1H-NMR (500 MHz, CDCl3): δ = 0.16(S, 18H, SiMe3), 0.91(t, 6H, J = 7 Hz), 0.96(t, 6H, J = 7 Hz), 1.86(m, 8H, J = 7 Hz), 2.12(m, 8H, J = 7 Hz), 3.45(d, 4H, J = 13 Hz), 4.09(t, 8H, J = 7 Hz), 4.40(d, 4H, J = 13 Hz), 6,21(s,4H), 7.21 (s, 4H).

13C NMR (75 MHz, CDCl3): δ = 1.44, 10.73, 14.42, 19.68, 23.71, 31.16, 31.51, 31.89, 32.49, 115.59, 125.28, 131.43, 134.25, 136.89, 155.98.

TOF-MS (ESI-positive): Calcd for C50H70Br2O4Si2, m/z = 951.0674 (M+).found: 951.3159.

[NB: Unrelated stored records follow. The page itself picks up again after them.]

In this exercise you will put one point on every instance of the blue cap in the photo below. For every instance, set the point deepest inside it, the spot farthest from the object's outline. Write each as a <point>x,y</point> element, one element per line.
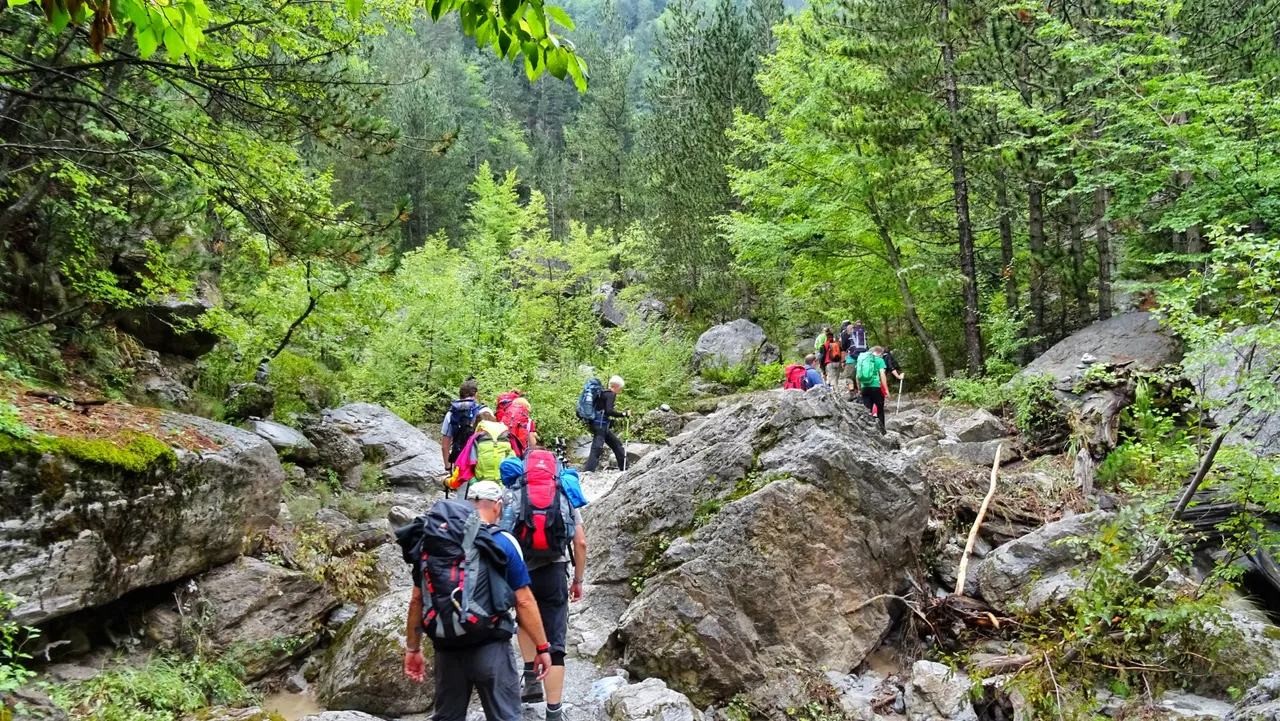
<point>511,470</point>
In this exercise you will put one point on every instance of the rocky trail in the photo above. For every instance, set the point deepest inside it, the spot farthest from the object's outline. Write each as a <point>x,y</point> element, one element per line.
<point>764,553</point>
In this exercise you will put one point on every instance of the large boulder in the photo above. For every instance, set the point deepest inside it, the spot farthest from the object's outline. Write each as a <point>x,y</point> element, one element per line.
<point>759,539</point>
<point>1038,567</point>
<point>288,442</point>
<point>260,614</point>
<point>83,524</point>
<point>364,669</point>
<point>1134,338</point>
<point>730,345</point>
<point>650,701</point>
<point>1220,377</point>
<point>168,325</point>
<point>406,456</point>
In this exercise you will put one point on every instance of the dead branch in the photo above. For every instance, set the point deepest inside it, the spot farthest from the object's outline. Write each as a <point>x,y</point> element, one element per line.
<point>977,524</point>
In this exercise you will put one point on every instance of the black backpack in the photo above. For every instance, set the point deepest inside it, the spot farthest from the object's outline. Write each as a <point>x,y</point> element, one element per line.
<point>466,598</point>
<point>462,423</point>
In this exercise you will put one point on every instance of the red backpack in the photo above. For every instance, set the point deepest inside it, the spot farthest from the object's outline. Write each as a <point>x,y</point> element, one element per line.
<point>544,524</point>
<point>795,377</point>
<point>503,405</point>
<point>519,427</point>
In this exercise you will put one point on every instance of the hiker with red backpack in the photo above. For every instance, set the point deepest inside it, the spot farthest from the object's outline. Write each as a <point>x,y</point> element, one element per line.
<point>471,592</point>
<point>543,514</point>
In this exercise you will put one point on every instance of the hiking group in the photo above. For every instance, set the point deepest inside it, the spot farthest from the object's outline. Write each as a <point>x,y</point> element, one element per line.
<point>502,558</point>
<point>844,356</point>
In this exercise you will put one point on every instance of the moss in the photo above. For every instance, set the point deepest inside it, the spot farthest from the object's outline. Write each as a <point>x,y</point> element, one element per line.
<point>129,451</point>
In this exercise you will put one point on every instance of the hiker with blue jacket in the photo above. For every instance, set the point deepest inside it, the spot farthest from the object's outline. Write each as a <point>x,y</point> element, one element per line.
<point>602,425</point>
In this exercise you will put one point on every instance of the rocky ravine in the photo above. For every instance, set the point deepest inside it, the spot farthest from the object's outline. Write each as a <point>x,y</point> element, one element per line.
<point>757,541</point>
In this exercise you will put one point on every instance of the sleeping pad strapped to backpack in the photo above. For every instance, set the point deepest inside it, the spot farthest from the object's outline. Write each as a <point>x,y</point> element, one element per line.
<point>466,598</point>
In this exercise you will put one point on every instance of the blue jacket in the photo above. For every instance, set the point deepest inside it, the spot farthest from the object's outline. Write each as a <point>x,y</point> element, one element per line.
<point>812,377</point>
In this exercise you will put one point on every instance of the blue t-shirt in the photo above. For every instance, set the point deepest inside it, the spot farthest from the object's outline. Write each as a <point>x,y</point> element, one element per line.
<point>517,573</point>
<point>812,377</point>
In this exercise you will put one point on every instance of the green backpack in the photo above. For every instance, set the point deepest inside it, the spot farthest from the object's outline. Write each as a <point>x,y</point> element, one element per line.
<point>868,370</point>
<point>493,447</point>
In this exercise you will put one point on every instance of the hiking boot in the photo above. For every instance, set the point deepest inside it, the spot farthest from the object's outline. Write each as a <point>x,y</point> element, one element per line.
<point>531,692</point>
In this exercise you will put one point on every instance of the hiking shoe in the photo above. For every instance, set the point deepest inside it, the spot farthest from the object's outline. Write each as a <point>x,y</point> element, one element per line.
<point>531,690</point>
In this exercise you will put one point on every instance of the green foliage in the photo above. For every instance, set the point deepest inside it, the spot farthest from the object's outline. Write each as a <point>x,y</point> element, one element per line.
<point>13,637</point>
<point>164,689</point>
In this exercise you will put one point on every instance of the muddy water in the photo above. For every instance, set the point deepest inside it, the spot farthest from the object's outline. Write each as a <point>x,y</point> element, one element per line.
<point>291,706</point>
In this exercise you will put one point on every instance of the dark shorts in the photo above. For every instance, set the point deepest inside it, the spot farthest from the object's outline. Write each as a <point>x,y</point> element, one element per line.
<point>549,585</point>
<point>489,670</point>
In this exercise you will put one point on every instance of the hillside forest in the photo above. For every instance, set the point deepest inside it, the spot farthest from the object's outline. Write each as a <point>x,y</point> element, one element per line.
<point>373,201</point>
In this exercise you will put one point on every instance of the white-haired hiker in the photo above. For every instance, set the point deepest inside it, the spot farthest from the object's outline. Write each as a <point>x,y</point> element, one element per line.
<point>602,430</point>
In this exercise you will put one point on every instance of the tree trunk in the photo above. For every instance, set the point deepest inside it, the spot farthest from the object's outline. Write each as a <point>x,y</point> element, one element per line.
<point>1079,282</point>
<point>1104,240</point>
<point>1006,242</point>
<point>960,185</point>
<point>1036,237</point>
<point>913,318</point>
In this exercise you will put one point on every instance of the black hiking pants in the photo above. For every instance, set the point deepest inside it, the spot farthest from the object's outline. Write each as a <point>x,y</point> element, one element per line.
<point>602,436</point>
<point>873,397</point>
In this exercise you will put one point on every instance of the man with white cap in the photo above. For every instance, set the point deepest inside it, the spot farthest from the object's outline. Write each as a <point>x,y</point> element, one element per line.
<point>489,667</point>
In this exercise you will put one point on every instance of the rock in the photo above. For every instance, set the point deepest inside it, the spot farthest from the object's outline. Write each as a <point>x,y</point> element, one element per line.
<point>1219,380</point>
<point>746,489</point>
<point>30,704</point>
<point>1261,702</point>
<point>652,309</point>
<point>250,400</point>
<point>703,388</point>
<point>650,701</point>
<point>364,669</point>
<point>76,534</point>
<point>666,421</point>
<point>392,569</point>
<point>261,615</point>
<point>1028,571</point>
<point>401,516</point>
<point>420,471</point>
<point>981,452</point>
<point>937,693</point>
<point>1192,707</point>
<point>981,425</point>
<point>913,424</point>
<point>289,443</point>
<point>604,309</point>
<point>384,437</point>
<point>731,345</point>
<point>334,448</point>
<point>167,325</point>
<point>1132,337</point>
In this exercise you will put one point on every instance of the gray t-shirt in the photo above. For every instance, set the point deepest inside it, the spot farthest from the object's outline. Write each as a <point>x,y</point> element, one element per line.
<point>563,557</point>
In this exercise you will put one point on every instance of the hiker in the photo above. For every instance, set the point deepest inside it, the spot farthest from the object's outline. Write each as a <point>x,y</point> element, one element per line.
<point>549,547</point>
<point>832,360</point>
<point>602,425</point>
<point>872,380</point>
<point>483,453</point>
<point>812,375</point>
<point>472,649</point>
<point>821,340</point>
<point>458,423</point>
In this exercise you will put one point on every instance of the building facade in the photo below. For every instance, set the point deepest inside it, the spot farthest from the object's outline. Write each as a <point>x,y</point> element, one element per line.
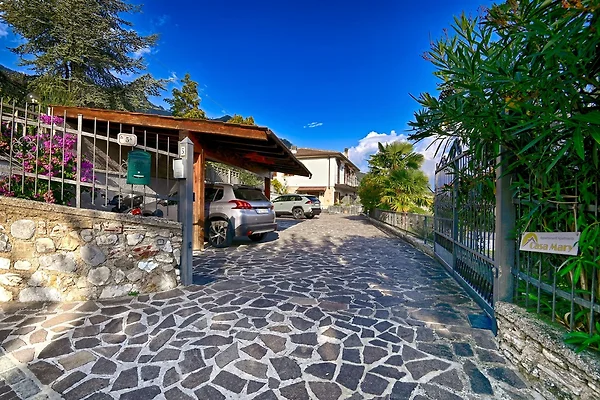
<point>334,177</point>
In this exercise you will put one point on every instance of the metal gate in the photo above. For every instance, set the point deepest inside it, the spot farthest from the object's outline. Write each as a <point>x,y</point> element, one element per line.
<point>464,222</point>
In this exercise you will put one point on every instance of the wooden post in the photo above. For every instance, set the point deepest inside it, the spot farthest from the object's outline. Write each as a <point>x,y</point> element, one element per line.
<point>199,171</point>
<point>268,188</point>
<point>198,177</point>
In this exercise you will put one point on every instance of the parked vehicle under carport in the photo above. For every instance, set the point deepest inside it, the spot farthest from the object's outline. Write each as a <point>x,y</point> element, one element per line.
<point>233,210</point>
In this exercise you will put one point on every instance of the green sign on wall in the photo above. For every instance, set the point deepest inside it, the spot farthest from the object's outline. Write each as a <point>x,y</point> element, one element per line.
<point>138,167</point>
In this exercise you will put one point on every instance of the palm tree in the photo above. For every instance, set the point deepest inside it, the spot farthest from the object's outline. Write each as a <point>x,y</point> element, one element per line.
<point>396,167</point>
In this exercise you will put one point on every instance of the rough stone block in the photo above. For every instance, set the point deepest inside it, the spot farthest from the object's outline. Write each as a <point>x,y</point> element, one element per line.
<point>4,243</point>
<point>23,265</point>
<point>4,263</point>
<point>58,262</point>
<point>168,267</point>
<point>147,265</point>
<point>107,240</point>
<point>99,276</point>
<point>10,279</point>
<point>59,231</point>
<point>5,295</point>
<point>116,291</point>
<point>92,255</point>
<point>39,294</point>
<point>164,281</point>
<point>44,245</point>
<point>70,242</point>
<point>164,258</point>
<point>119,276</point>
<point>135,275</point>
<point>133,239</point>
<point>42,228</point>
<point>23,229</point>
<point>87,235</point>
<point>38,278</point>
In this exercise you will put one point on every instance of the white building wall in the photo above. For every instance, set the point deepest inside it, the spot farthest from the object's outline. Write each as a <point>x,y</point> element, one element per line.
<point>318,167</point>
<point>333,171</point>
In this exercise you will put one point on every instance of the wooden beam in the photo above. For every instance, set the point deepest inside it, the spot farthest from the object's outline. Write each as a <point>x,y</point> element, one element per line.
<point>197,126</point>
<point>268,188</point>
<point>198,178</point>
<point>199,217</point>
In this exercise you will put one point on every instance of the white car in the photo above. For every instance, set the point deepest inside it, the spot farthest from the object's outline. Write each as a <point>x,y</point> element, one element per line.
<point>297,205</point>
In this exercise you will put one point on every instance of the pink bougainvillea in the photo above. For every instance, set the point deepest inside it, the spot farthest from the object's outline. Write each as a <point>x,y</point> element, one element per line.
<point>49,153</point>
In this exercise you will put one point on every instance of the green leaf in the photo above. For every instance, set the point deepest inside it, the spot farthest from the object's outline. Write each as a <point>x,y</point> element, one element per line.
<point>591,117</point>
<point>561,153</point>
<point>578,141</point>
<point>596,135</point>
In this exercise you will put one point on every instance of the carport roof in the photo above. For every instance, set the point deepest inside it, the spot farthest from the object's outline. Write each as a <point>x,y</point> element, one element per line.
<point>254,148</point>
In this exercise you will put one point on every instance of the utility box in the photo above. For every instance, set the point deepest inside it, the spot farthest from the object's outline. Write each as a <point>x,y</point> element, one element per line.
<point>138,167</point>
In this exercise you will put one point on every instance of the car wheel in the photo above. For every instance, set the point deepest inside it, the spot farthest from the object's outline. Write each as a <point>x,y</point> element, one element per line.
<point>298,213</point>
<point>257,237</point>
<point>219,233</point>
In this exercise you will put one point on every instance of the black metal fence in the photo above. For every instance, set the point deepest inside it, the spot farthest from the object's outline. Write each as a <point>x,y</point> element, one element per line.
<point>351,209</point>
<point>47,158</point>
<point>472,241</point>
<point>541,283</point>
<point>417,225</point>
<point>464,227</point>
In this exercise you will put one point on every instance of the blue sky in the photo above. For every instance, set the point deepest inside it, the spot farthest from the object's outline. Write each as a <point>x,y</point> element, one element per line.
<point>322,74</point>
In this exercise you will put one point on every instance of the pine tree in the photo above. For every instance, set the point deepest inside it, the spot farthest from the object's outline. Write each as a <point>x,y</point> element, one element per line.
<point>238,119</point>
<point>79,49</point>
<point>186,102</point>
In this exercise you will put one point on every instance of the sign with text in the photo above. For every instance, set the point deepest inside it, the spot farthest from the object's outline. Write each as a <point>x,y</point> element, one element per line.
<point>127,139</point>
<point>551,242</point>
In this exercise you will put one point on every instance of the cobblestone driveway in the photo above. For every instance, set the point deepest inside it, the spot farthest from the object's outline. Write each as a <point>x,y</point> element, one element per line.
<point>332,309</point>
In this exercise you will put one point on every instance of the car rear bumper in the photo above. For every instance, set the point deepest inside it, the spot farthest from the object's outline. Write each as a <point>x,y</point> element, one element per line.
<point>249,229</point>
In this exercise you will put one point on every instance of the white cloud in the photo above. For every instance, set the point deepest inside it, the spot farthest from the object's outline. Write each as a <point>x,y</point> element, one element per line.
<point>367,146</point>
<point>3,29</point>
<point>313,125</point>
<point>141,52</point>
<point>173,77</point>
<point>162,20</point>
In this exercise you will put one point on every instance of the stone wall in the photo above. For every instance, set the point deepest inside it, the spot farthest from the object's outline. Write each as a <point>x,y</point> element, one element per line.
<point>537,349</point>
<point>58,253</point>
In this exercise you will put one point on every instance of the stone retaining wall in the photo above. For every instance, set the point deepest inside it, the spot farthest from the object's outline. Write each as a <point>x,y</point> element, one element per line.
<point>59,253</point>
<point>537,349</point>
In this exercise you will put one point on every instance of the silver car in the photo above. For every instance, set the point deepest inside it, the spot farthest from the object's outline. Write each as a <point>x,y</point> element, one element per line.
<point>233,210</point>
<point>297,205</point>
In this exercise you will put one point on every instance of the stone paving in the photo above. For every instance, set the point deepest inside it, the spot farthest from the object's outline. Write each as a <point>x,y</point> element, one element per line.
<point>327,309</point>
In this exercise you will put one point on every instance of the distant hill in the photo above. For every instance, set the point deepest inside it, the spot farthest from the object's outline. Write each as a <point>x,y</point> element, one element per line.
<point>224,118</point>
<point>14,84</point>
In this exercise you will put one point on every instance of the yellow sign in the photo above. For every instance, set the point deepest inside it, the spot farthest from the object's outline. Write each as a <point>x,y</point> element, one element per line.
<point>566,243</point>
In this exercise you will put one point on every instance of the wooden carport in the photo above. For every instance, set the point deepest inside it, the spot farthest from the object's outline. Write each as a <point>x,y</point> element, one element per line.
<point>253,148</point>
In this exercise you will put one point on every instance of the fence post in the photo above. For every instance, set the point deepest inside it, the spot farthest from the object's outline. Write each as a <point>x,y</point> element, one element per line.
<point>78,178</point>
<point>425,229</point>
<point>504,249</point>
<point>455,214</point>
<point>186,214</point>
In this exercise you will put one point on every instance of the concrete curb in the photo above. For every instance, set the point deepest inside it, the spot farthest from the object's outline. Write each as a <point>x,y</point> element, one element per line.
<point>413,241</point>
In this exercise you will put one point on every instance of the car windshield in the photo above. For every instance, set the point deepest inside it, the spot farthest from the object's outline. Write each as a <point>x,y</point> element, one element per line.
<point>249,194</point>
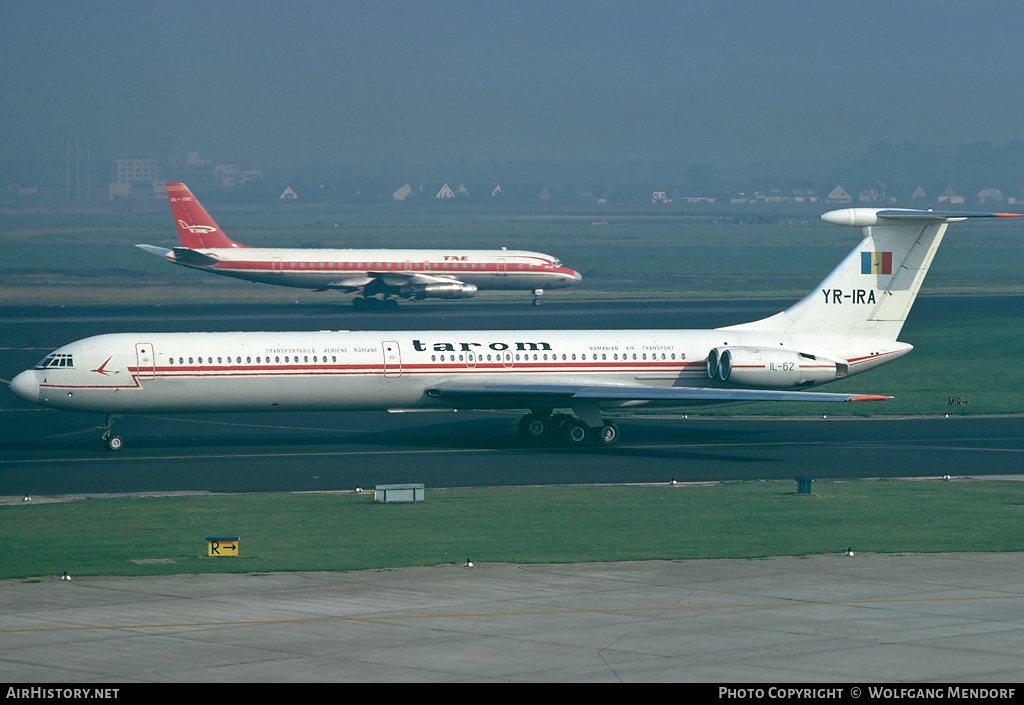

4.3. Synthesis of 5,17-Bis(trimethylsilyl)-25,27-dibutoxy-calix[4]arene 7

A stirred activated Li powder (0.01632 g, 2.4 mmol) in dry THF (3 ml) was cooled to −78°C and was stirred vigorously under argon for 30 min in −78°C. Then a solution of 5,17-dibromo-25,27-dibutoxy calix[4]arene 5 (0.38 g, 0.39 mmoL) in dry THF(10 mL) was added dropwise, and the mixture was stirred for 0.5 h at −78°C. After warming to room temperature, the mixture was stirred at room temperature for 2 h. Then trimethylchlorosilane (0.8 mL, mmoL) was added dropwise to the mixture, and the reaction was continued for 12 h. After this time, the suspense dark precipitate was filtered. Then, the filtrate was heated to reflux for 1.5 h, and after cooling, the mixture was evaporated under reduced pressure. The residue is then dissolved in the minimum amount of CH2Cl2, and, to this solution, MeOH was dropwise added till further addition leads to turbidity and the obtained solution was let in −15°C for overnight. The obtained pure 5,17-bis(trimethylsilyl)-25,27-dibutoxy calix[4]arene(7) crystals (0.3 g, 78%) was filtered.

1H NMR (500 MHz, CDCl3): δ = 0.16(s, 18H, SiMe3), 0.96 (t, 6H, J = 6.3 HZ), 1.86 (m, 4H), 2.12 (m, 4H), 3.45 (d, 4H, J = 12.95 Hz), 4.09 (t, 4H, J = 6.3 HZ), 4.40 (d, 4H, J = 12.95 Hz), 7.00 (m, 10H), 8.31 (s, 2H, OH).

13C NMR (75 MHz, CDCl3): δ = 1.45, 14.52, 14.55, 19.84, 23.13, 29.80, 30.14, 31.68, 31.87, 32.37, 32.70, 76.96, 119.31, 119.38, 123.63, 125.68, 128.60, 128.84, 129.33, 130.15, 133.90, 152.42, 153.80.

TOF-MS (ESI-positive): Calcd for C50H72O4Si2, m/z = 792.4669 (M+).found: 792.4344.

5. Conclusions

It is possible to recognize N-benzyloxycarbonyl-D-aspartate (NZDA) 8 with silylated calix[4]arene 6 and 7, in polar solvent. The investigation shows that the silyl groups at upper calix[4]arene have great effect on binding process. Since NZDA is very similar to NMDA, as a channel blocker, the further studies could lead to introducing these new generation receptors 6 and 7 for clinically favorable NMDA receptor.


Partial financial support by the Ministry of Science, Research, and Technology of Iran is greatly appreciated.